Der "Gesundbrunnen" von Großalbershof

Aus dem Opalinuston des unteren Dogger tritt die einzige bisher bekannte Heilquelle des Sulzbach/Rosenberger Gebietes aus: Das Wasser des "Gesundbrunnens" von Großalbershof war bis in das 18. Jahrhundert aufgrund seiner gesundheitsfördernden Wirkung geschätzt. Die im Bereich des Bahneinschnitts südwestlich Großalbershof (ca. 5 km nördlich Sulzbach/Rosenberg) gelegene Heilquelle ist nach BIRZER (1960) ein Magnesium-Kalzium-Sulfat-Hydrogenkarbonat-Wasser mit geringen Gehalten an Schwefelwasserstoff und Eisen: Es ist ein echtes "Bitterwasser", welches aufgrund seiner historischen Bedeutung im Folgenden näher betrachtet werden soll.

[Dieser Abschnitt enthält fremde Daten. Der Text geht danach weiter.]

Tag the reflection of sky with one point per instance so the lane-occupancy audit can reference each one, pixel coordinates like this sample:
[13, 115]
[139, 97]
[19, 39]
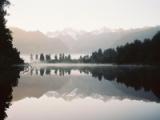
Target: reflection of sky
[88, 108]
[78, 96]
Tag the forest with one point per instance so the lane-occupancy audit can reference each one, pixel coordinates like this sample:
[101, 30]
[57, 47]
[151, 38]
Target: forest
[8, 54]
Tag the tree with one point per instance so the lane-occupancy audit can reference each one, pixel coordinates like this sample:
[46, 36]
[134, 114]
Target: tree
[48, 57]
[8, 54]
[42, 57]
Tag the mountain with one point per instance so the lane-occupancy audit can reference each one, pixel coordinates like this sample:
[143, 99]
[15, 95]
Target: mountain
[74, 41]
[36, 42]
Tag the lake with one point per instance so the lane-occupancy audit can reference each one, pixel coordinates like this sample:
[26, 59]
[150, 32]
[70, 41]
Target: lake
[80, 92]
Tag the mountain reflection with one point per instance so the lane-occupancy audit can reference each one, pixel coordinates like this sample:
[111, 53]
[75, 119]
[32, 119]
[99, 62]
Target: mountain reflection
[8, 80]
[104, 83]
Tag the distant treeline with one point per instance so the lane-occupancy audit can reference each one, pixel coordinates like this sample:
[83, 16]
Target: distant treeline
[138, 52]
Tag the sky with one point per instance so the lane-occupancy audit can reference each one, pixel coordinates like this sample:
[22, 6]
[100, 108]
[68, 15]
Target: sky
[52, 15]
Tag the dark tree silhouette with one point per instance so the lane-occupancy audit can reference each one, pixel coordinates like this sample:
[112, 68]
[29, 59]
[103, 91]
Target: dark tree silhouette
[8, 54]
[8, 80]
[42, 57]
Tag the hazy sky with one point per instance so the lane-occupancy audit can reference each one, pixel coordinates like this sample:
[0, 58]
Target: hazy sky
[51, 15]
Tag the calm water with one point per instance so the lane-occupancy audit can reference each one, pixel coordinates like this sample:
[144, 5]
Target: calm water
[44, 92]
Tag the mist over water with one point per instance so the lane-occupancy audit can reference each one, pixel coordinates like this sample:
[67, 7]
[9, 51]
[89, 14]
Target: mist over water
[86, 92]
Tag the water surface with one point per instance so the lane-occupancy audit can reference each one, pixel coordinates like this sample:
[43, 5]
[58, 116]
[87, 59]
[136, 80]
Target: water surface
[44, 92]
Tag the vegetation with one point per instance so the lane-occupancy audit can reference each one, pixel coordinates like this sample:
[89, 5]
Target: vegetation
[8, 54]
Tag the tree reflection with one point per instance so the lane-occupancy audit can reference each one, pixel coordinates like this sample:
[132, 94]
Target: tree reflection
[135, 77]
[8, 80]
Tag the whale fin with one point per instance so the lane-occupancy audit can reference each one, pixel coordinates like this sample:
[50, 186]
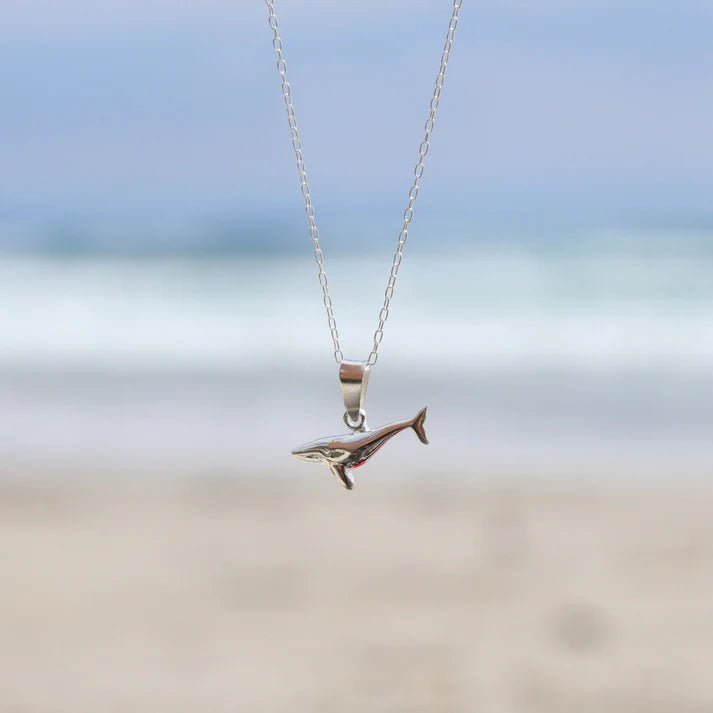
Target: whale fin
[417, 425]
[343, 474]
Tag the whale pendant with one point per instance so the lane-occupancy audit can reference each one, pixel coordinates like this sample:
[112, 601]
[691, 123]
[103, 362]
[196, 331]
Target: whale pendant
[343, 453]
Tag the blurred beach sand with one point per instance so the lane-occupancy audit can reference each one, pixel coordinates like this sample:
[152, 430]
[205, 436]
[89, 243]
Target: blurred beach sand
[245, 596]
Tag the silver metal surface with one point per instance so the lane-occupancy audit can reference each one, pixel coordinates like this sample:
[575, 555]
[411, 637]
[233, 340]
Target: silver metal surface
[354, 380]
[412, 194]
[343, 453]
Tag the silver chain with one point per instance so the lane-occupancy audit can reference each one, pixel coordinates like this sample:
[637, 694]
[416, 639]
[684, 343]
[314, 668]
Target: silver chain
[412, 194]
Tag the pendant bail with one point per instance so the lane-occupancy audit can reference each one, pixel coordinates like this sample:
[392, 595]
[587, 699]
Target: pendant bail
[354, 380]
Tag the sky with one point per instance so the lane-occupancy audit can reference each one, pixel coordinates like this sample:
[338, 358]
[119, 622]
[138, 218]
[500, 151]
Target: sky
[594, 110]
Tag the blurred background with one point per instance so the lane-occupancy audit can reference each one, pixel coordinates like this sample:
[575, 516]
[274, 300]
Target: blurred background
[163, 346]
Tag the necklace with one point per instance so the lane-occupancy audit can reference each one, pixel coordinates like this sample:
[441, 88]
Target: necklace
[343, 453]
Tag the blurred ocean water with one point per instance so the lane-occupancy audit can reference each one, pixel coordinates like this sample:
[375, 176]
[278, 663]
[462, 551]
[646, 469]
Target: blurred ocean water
[535, 358]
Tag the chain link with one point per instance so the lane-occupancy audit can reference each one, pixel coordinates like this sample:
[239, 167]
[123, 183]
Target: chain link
[412, 194]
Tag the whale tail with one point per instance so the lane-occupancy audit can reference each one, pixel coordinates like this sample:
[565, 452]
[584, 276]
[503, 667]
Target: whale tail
[417, 425]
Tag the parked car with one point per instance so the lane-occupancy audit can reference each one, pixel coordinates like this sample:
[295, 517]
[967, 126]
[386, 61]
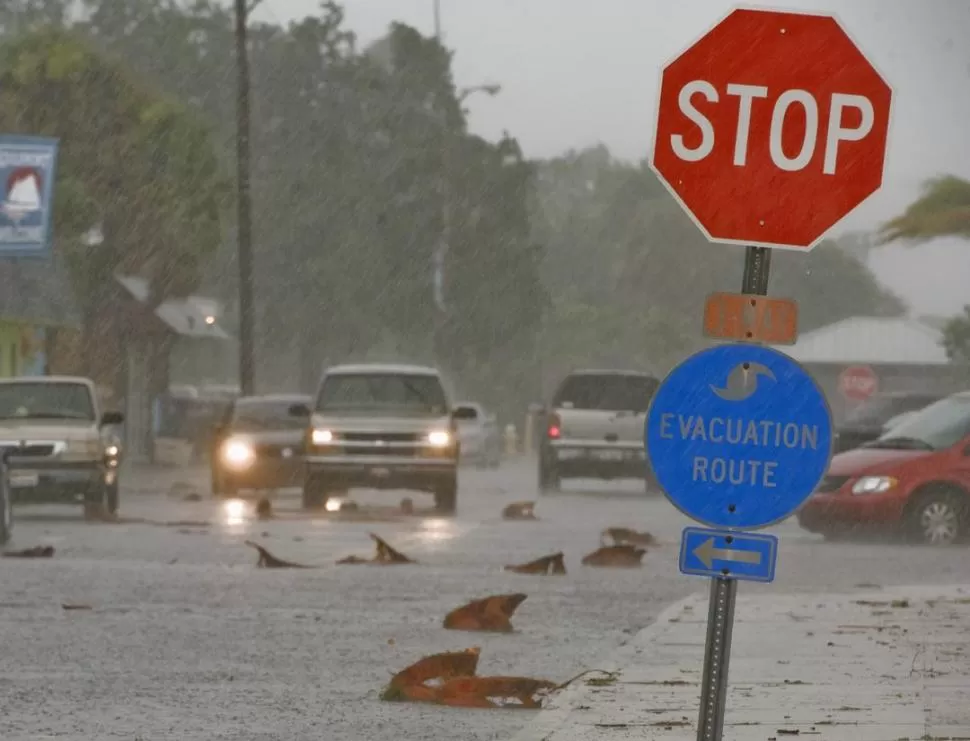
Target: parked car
[58, 443]
[594, 427]
[478, 434]
[384, 427]
[877, 414]
[914, 479]
[258, 444]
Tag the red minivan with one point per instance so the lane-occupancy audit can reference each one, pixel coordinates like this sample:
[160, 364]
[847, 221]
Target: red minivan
[915, 479]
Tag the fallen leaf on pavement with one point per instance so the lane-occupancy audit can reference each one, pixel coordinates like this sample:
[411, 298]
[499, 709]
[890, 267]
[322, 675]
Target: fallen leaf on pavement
[615, 556]
[264, 509]
[493, 692]
[449, 679]
[625, 536]
[520, 511]
[268, 561]
[488, 614]
[552, 564]
[385, 555]
[38, 551]
[440, 667]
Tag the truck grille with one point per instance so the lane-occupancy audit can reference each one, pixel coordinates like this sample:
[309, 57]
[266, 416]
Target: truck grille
[35, 450]
[386, 437]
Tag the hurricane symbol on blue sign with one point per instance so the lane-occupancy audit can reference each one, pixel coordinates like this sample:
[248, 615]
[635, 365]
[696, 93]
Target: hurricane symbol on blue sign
[742, 381]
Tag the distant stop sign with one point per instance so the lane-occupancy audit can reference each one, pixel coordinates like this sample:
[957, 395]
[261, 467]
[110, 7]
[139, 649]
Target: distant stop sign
[858, 382]
[771, 128]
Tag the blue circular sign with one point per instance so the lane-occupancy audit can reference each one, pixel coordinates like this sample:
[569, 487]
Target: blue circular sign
[738, 436]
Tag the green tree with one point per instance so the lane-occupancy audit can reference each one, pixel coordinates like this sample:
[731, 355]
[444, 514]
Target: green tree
[617, 241]
[942, 210]
[136, 164]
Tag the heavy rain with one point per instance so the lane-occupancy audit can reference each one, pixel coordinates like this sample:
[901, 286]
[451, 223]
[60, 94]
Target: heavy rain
[369, 369]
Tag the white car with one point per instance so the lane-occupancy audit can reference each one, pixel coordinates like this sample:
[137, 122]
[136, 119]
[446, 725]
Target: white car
[382, 427]
[478, 434]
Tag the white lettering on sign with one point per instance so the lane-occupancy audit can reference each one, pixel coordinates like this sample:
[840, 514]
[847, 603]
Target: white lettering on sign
[804, 156]
[836, 132]
[703, 122]
[746, 432]
[719, 471]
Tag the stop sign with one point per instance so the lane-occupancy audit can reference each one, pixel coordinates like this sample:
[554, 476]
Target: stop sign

Bahneinschnitt bei Großalbershof/Opf.

Der Ort Großalbershof hatte sein Entstehen dem bayerischen Herzog Albrecht dem Weisen im Jahre 1472 zu verdanken. Die Heilkraft der benachbarten Quelle gab bereits 1582 Anlaß zur Errichtung einer Badestube in dem kleinen Dorf. Großalbershof ging im Jahre 1712 durch Kauf in das Eigentum des herzoglichen Hauses in Sulzbach über. Dessen Herzog Theodor, welcher "wegen der gesunden Lage des Ortes" den ganzen Sommer im dortigen Schloß verbrachte, entdeckte im Jahre 1726 "durch Zufall den Ursprung dieser Mineralquelle". Bereits im darauf folgenden Jahr erfreute sich die Quelle regen Zuspruchs durch Badegäste und im Jahre 1728 berichteten Regensburger und Nürnberger Zeitungen über das "heilsame Wasser". Nach dem Tode Herzog Theodors im Jahre 1732 geriet der "Gesundbrunnen" jedoch zunehmend in Vergessenheit. Von 1759 ab bemühten sich der Leibarzt der Sulzbacher Herzogin, Chr. Schleis, und Hofrat Dr. Joseph Schleis von Löwenfeld erneut um die Heilquelle, ließen diese säubern und die Quellfassung wieder instandsetzen (GUDDEN & TREIBS 1961).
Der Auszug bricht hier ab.